JX金属(5016)1年間の株価軌跡と主要トピックス

ここからはJX金属(5016)について、過去1年間に起きた主要な出来事・発表材料と、それに伴う株価のダイナミックな値動きを振り返ります。

IPOからの船出とAI需要による上昇トレンド

新規上場後の落ち着いたスタート(2025年7月23日:862.3円)

同社は2025年3月19日、親会社であるENEOSホールディングスからの事業分離(カーブアウト)により東証プライム市場へ新規上場を果たしました。上場から4カ月が経過した時点では、株価は800円台前半と比較的穏やかな値幅で推移していました。

先端材料分野の拡大が強力な推進力に

その後、生成AIやデータセンターの急拡大を背景に、半導体製造用のスパッタリングターゲットをはじめとする先端高機能材料の需要が急速に伸び、株式市場でも成長性が高く評価されて順調に株価を切り上げました。
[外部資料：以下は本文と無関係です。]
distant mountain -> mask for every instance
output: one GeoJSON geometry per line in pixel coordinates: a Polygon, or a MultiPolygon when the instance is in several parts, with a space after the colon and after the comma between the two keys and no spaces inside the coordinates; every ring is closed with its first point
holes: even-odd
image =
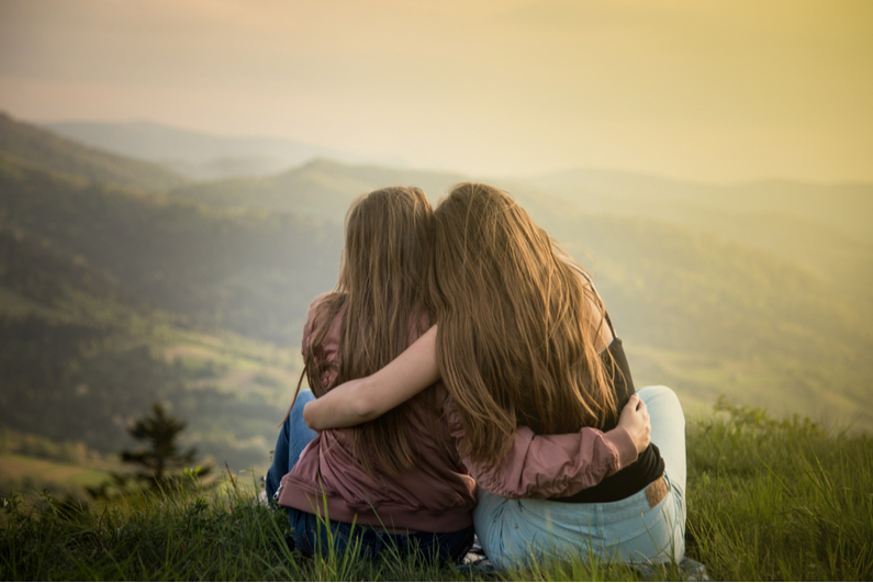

5月決算での最高値更新と、需給ショックによる一転急落

上場来高値の達成(2026年5月11日:5,828円/終値5,720円)

2026年3月期の通期決算開示を翌日に控え、業績への強い期待感から買い注文が集中。取引時間中に過去最高値となる5,828円を記録しました。

株主還元・資金調達策に伴う需給警戒感(5月12日〜20日)

決算発表と同時に、ENEOS保有株式を対象とした自社株TOB(公開買付け)および転換社債型新株予約権付社債(CB)の発行を公表。株式の希薄化や需給悪化に対する懸念が一気に広がり、翌12日の株価は4,762円へ急落しました。その後も売り圧力が続き、5月20日には3,779円まで下落しました。

大型投資によるV字回復と直近の市況動向

インジウムリン(InP)基板の大型投資(6月16日:ストップ高4,466円)

データセンター向け光通信インフラの需要急増に対応するため、4年間で最大1,200億円規模を投じるInP基板の生産能力増強計画を発表。中長期的な成長ストーリーが改めて好感され、株価は制限値幅の上限であるストップ高(4,466円)まで急騰しました。

全般的な半導体株安と足元の復調(7月16日〜23日)

高ボラティリティな展開が続くなか、7月16日〜17日には半導体セクター全体の連れ安に巻き込まれ、一時3,361円まで売り込まれました。しかしここで下値を固めると、連休が明けた21日以降は買い戻しの動きが強まり、3営業日続けて大きく値を戻しています。